As Ed Wright, director of product management at ShoreTel, shared with me when we spoke, "If we took the Connect announcement out of the picture, and I just said that ShoreTel is moving from having a voice-only cloud contact center solution to offering multichannel on a single pane of glass, that alone would be a big announcement." Agreed.

The table, below, tells the story. Before this week's announcement, if a ShoreTel customer wanted a cloud contact center solution, it got it through ShoreTel Sky, a platform based on Callfinity technology ShoreTel gained through the 2012 acquisition of M5 Networks, which had earlier bought Callfinity. The Sky Contact Center only supports inbound voice routing. Now, as you can see in the table, all of the capabilities available with the ShoreTel Enterprise Contact Center are available for onsite and cloud deployment.

portable

The change in feature set should help ShoreTel better meet the needs of larger companies wanting to move to the cloud.

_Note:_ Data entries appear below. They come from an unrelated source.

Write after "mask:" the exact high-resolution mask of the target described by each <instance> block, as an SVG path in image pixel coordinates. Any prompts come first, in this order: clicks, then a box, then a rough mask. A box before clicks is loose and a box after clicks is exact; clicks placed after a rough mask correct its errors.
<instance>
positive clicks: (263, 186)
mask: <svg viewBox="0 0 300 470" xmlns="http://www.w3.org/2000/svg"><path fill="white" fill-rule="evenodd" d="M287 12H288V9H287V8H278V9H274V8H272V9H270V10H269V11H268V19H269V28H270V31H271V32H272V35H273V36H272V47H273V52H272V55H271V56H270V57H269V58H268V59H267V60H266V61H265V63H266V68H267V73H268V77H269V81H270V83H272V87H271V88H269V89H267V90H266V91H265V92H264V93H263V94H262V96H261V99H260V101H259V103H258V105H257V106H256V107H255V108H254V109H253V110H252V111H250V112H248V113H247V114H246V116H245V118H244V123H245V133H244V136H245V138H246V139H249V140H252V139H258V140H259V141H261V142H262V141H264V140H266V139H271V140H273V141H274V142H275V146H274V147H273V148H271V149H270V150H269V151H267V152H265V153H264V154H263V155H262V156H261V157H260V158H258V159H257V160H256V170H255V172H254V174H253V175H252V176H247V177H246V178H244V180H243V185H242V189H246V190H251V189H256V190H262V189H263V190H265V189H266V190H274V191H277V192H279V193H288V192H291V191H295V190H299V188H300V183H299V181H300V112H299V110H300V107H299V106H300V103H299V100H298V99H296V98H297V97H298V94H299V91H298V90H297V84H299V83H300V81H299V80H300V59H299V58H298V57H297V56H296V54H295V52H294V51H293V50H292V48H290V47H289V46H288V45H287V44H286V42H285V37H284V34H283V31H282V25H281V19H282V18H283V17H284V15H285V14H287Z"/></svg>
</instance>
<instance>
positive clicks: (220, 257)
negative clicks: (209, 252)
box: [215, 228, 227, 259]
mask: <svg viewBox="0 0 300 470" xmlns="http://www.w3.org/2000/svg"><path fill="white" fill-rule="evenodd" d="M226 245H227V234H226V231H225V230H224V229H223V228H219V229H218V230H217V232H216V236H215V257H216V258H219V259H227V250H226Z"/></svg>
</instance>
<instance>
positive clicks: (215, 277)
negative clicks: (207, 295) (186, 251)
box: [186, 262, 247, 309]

Today the average number of agents supported with ShoreTel's premises-based contact center is 50. In the cloud, with a much simpler solution, that number has been 20 to 25 agents, Wright noted.

The change in cloud functionality will alter how ShoreTel competes for contact center business in some areas, but not others, Wright said.

ShoreTel still anticipates competing against Avaya and Cisco for premises deployments, as always. But the new opportunity comes in the cloud, he said, where companies like 8x8 and RingCentral have been the "liveliest" UC-as-a-service (UCaaS) competitors and, as described on No Jitter, have been working hard in 2015 to improve their contact center offerings. Indeed, ShoreTel Connect Contact Center will certainly compete more effectively with these UCaaS competitors and their upgraded contact center solutions.

ShoreTel sees the primary target for ShoreTel Connect Contact Center as companies that are interested in UCaaS and in need of a powerful contact center, Wright emphasized. But he also said he believes it is conceivable that a 30-, 40-, or 50-agent contact center with an old but serviceable PBX will look to ShoreTel as it considers cloud alternatives. Today such a prospect might look at inContact or Five9, but the advantage that ShoreTel can offer is cloud contact center today and seamless integration to UCaaS when the company is ready.

With ShoreTel, hybrid deployment of contact center remains more of a future than a delivered capability. Today, for example, a Connect Onsite customer with 40 agents is not able to add five email agents via Connect Cloud. In ShoreTel Connect "1.0," ShoreTel CTO Pankaj Malhotra explained, a customer contact center either has to be completely premises-based or in the cloud.

The design philosophy for future releases is to make applications themselves more hybrid, but ShoreTel has not yet released a specific roadmap or timeline.